Elon Musk contraint le ZDF à retirer une accusation de « chasse aux migrants »
Le diffuseur public allemand a supprimé un passage polémique et présenté ses excuses après une mise en demeure de l’avocat du milliardaire, qui dénonçait une « affirmation diffamatoire ».
Le service public audiovisuel allemand a cédé en quelques jours à la pression juridique d’Elon Musk. Le 12 juin, l’émission « ZDFheute live » avait affirmé que le propriétaire de X avait « appelé un groupe raciste à chasser les migrants » en Irlande du Nord. Après une mise en demeure adressée par l’avocat hambourgeois Joachim Steinhöfel, la chaîne a non seulement coupé le passage incriminé dans la version disponible en ligne, mais a aussi remis une déclaration de cessation, reconnaissant que la formulation était « trompeuse ». L’affaire, révélée par plusieurs médias allemands et confirmée par la BBC, illustre la rapidité avec laquelle un géant de la tech peut obtenir d’un diffuseur public une rétractation sans passer par un tribunal.

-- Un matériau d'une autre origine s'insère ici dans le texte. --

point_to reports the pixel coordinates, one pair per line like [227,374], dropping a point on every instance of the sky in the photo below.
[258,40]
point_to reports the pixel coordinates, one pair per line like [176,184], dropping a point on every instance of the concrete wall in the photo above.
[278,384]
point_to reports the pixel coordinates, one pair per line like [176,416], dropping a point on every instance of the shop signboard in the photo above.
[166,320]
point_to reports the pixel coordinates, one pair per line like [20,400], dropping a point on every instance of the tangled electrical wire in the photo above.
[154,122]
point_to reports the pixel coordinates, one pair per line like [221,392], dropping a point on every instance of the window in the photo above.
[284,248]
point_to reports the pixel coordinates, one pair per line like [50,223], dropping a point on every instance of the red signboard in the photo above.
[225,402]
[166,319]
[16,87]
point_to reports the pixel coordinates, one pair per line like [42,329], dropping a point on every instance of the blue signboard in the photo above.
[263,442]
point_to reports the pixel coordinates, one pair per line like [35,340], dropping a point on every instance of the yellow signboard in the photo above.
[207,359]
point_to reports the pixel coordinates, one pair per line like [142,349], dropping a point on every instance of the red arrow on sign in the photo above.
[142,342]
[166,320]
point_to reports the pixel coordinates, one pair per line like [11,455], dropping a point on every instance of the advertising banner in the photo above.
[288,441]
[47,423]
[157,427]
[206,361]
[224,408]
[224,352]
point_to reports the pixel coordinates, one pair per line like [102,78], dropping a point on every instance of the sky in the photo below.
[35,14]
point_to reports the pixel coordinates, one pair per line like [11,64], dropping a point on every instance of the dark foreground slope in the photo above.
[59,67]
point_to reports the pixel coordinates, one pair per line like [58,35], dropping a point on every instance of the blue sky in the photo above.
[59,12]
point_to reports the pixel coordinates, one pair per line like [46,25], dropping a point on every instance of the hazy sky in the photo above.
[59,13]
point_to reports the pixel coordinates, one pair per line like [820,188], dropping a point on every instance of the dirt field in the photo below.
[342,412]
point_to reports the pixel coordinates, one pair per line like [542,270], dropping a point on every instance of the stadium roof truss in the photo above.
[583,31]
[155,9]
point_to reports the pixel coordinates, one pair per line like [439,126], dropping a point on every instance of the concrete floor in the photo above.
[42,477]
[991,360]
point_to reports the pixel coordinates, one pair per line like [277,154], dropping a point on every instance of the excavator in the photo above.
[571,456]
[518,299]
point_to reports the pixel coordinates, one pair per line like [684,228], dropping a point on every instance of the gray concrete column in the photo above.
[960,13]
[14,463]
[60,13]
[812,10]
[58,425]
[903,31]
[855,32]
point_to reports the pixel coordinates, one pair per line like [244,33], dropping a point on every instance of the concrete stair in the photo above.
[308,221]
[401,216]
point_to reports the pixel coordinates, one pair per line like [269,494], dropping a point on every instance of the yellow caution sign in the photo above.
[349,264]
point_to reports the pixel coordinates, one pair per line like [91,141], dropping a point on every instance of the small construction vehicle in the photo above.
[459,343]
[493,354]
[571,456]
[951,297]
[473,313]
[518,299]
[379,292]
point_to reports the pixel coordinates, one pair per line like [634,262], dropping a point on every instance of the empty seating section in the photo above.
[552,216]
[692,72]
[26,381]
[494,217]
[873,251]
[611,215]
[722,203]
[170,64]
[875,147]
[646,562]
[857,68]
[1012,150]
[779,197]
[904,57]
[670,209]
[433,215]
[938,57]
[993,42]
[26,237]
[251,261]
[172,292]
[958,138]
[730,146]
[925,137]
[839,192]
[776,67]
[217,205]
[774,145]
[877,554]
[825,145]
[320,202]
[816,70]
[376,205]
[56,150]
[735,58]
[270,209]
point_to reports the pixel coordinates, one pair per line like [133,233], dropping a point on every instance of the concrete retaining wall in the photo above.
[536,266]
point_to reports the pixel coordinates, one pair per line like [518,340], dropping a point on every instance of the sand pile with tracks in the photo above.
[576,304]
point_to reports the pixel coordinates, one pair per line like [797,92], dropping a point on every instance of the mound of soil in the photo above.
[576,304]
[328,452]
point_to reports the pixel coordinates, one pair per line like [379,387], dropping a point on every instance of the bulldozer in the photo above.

Le contexte nord-irlandais éclaire la sensibilité du sujet. Début juin, une agression au couteau à Belfast, attribuée à un ressortissant soudanais, a provoqué une flambée de violences et des incendies de véhicules. Sur X, Elon Musk avait relayé un message de l’activiste d’extrême droite Tommy Robinson, commentant que « les indigènes blancs ne peuvent pas être remplacés impunément ». La modération de la plateforme a ensuite été critiquée pour avoir laissé prospérer des contenus racistes. C’est dans ce climat que le ZDF a diffusé son reportage, accusant Musk d’avoir « attisé les protestations » et d’avoir « appelé un groupe raciste à chasser les migrants ».
L’avocat allemand de Musk a qualifié cette dernière assertion de « diffamatoire » et exigé une déclaration de cessation sous peine de poursuites. Le diffuseur public, qui conteste la version des faits présentée par Musk mais reconnaît une formulation « trompeuse », a préféré s’exécuter avant l’expiration du délai fixé. La presse allemande note que le ZDF a inséré un carton précisant que la modération de l’émission avait été modifiée « pour des raisons juridiques ». La BBC, de son côté, rappelle que Musk a annoncé sur X engager des poursuites pour « mensonges scandaleux », tout en soulignant que les violences à Belfast ont visé des commerces tenus par des immigrés.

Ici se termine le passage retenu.